Bread is the food of life and has been a dietary staple for people around the world since the beginning of time. It has the longest and the most interesting history of any food. The Ancient Egyptians get credit for first developing leavened breads, flatbreads and hearth cakes, which have all been part of man’s diet for millennia. Between 4000-5000 BC, the Nile Valley of Egypt refined the methods of farming wheat, which became known as the cereal crop of Western civilization. Wheat was the most valuable crop of the ancient world. This is in large part due to communities developing and growing around areas where a lot of wild grasses grew. These wild grasses were eventually domesticated and developed into the grains we still use today, such as wheat, corn, rye, barley, oats, rice and millet, as well as many, many others. The early grains were used to make the first breads or flatbreads. These grains were harvested and were ground into flour, then were mixed with water and cooked over hot rocks. Breads and grains were considered to be sacred gifts from the Gods and were often used as ceremonial offerings, as well as a way to determine one’s wealth. Breads and grains were often used as “money” back in ancient times. Bakers during these times were held in very high regard within the communities and held the same status as priests and holy men. Bread was one of the first complex masterpieces recognized in the culinary world. The color of bread also told your financial status within the community. The darker the bread one ate indicated their lower level on the “class scale”. And as you would expect, the lighter the color of the bread one ate indicated the level of their wealth. This was because the more processed the bread was, the more expensive it was to produce and therefore to purchase.

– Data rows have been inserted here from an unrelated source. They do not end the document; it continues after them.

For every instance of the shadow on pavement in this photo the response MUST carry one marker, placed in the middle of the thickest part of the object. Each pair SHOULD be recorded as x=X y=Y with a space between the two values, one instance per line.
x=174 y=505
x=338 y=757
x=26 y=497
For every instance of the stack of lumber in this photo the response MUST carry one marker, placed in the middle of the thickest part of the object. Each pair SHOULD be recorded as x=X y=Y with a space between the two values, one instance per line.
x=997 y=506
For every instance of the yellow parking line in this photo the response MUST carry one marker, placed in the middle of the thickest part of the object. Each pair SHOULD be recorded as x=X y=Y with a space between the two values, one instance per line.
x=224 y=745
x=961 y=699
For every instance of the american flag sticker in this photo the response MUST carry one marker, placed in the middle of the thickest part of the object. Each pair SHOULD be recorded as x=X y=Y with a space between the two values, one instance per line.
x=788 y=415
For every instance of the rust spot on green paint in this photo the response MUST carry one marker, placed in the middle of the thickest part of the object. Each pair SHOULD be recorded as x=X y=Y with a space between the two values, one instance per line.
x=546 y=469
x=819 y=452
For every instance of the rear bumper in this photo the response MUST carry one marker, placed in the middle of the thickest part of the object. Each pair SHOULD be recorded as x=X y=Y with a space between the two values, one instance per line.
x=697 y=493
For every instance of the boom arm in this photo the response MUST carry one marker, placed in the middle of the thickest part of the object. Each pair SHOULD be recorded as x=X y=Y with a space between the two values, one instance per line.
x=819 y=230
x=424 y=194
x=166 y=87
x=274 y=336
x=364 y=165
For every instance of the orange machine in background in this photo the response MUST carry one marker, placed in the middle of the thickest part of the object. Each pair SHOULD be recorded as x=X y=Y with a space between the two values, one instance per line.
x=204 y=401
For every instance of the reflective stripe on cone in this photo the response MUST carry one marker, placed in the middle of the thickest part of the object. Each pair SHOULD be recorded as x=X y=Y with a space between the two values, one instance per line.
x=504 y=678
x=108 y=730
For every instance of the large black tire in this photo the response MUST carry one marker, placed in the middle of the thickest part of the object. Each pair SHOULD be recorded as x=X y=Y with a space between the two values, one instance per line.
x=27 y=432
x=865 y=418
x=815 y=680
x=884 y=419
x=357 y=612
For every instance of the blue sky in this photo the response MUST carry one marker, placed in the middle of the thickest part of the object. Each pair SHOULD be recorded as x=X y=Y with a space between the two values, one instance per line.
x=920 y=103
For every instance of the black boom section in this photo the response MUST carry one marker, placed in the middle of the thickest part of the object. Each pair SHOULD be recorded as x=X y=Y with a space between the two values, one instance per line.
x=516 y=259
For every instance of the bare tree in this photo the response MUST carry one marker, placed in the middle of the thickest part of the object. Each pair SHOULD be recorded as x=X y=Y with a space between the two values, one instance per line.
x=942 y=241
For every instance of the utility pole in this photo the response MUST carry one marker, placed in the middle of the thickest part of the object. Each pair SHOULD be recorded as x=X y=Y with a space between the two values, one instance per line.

The Ancient Egyptians are credited for being the first to cultivate grains, but it was the Greeks who first developed the millstones for grinding these grains and the ovens to bake the breads as we know them today. The Romans, took it even further and refined the millstones and the ovens which allowed for the creation of more specialty and finely textured breads. With the introduction of both wind and water powered mills in medieval Europe came yet another transformation in the world of bread making, refining it even more.
The color of the bread, and the use of multiple grains may have been used to determine one’s socioeconomic status in the past, and even up until fairly recently, but that is no longer the case. In fact, it has almost gone full circle, and now those “specialty” or “ethnic” breads are now the ones that are most ardently sought after by bread lovers everywhere. I love breads of all kinds and always have, but my favorite breads have always been the multi-grain, rustic or textured or flavored breads. It is said that “man cannot live on bread alone”, but I truly believe I could, as long as there was enough butter to go with all that bread.
The other day, when it was cold and snowy, not only did I make a big pot of soup, Soup It Up but I also made some delicious whole wheat chili cheese bread to go with that soup.
Whole Wheat Chili Cheese Bread
1 1/4 cups warm water
2 TBSP olive oil
2 tsp honey
2 1/2 tsp dry active yeast
Mix all these ingredients together well and let set for 2 minutes or until it becomes frothy.
1 cup whole wheat flour
1 cup of either bread flour or cake flour
1 cup all purpose flour
2 tsp salt
4 tsp chili powder – I used a combination of regular chili powder and ground Aleppo chili
4 tsp of red pepper flakes
1 cup cheddar cheese, shredded
1/2 cup chilies, roasted, peeled and seeded – I used 2 Anaheim chilies
After the sponge is ready, combine all the dry ingredients except for the roasted peppers and the cheese and knead it on a slightly floured surface for about 8 -10 minutes. Then add the green chilies and the cheese and incorporate it thoroughly into the dough.
Once everything is well incorporated, form the dough into a ball and place it in a large bowl that has been lightly oiled. I oil my dough as well.
Cover and let rise for 1 1/2 hours or until the dough has doubled in size. Punch the dough down and cover it again to rise for another 30 minutes. Cut the dough in half placing it into 2 loaf pans. Shape the dough to fill the pans. Cover once again and let the dough rise for another 20 minutes.
Preheat the oven to 400* F
Once the dough has completely risen, make 2-3 slits with a sharp serrated knife on the top of the dough. Then lightly sprinkle the top with flour. Spritz the oven with water and place the loaves into the hot oven. Spritz the oven again at least 2 more times within the first 10 minutes of baking. Bake the bread for 40-45 minutes or until the crust is dark and firm and a hollow sound is heard when tapping the loaf. Let the bread completely cool before cutting it and enjoying it.
Because of the chili powder, the bread will have a nice rustic red color. Delicious!